Édouard Herriot
Édouard Herriot (1872-1957) was a prominent French politician and writer, known for his significant contributions to France's political landscape and educational reform during the early to mid-20th century. Born into a humble family shortly after the establishment of the Third Republic, Herriot leveraged his education and intellectual capabilities to rise in political prominence, eventually becoming the mayor of Lyon and serving multiple terms as the Prime Minister of France. His political career was marked by a strong commitment to the principles of rationalism, human rights, and social justice, which he believed were essential to France's democratic tradition.

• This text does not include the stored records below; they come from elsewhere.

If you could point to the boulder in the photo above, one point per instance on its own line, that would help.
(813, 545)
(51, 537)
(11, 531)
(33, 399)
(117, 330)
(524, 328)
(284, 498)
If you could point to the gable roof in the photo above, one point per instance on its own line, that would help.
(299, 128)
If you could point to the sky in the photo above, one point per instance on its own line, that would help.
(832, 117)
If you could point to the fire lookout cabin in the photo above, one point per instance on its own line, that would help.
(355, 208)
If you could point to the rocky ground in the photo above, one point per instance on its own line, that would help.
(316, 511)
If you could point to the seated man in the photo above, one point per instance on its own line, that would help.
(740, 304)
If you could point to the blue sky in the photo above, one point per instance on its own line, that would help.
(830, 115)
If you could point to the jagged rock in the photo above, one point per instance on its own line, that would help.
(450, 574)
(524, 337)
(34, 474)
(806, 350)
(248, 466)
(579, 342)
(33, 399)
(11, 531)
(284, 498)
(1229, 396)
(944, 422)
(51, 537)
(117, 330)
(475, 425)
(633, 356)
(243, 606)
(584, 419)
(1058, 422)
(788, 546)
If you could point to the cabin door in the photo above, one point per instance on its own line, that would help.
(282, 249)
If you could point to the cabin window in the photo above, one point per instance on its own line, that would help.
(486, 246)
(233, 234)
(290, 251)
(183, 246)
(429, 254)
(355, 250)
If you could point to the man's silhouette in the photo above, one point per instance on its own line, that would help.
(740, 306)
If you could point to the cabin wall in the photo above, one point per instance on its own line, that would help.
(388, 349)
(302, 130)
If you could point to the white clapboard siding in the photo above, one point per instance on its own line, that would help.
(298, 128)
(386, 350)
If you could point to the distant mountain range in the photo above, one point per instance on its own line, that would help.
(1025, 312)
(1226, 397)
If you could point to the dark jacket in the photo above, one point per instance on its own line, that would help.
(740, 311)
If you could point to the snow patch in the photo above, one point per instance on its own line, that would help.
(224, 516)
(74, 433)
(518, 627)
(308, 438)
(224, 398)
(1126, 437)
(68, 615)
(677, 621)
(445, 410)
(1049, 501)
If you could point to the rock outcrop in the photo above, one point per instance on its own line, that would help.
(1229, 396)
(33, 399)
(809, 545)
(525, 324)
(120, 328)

Herriot was an advocate for educational accessibility, championing reforms that ensured equal opportunities for all citizens, regardless of their socioeconomic status. His tenure as Minister of Public Instruction in the 1920s saw the implementation of policies that provided free public education and standardized curricula. Throughout his life, he published nearly fifty works, reflecting his love for literature and his belief in the power of education.
He played a crucial role in shaping France's post-war political environment, becoming a symbol of republican values and international cooperation, particularly in the context of European unity. Despite facing challenges, including imprisonment during the Vichy regime, Herriot's enduring legacy is defined by his advocacy for democracy and his efforts to promote harmony in a tumultuous era of French history.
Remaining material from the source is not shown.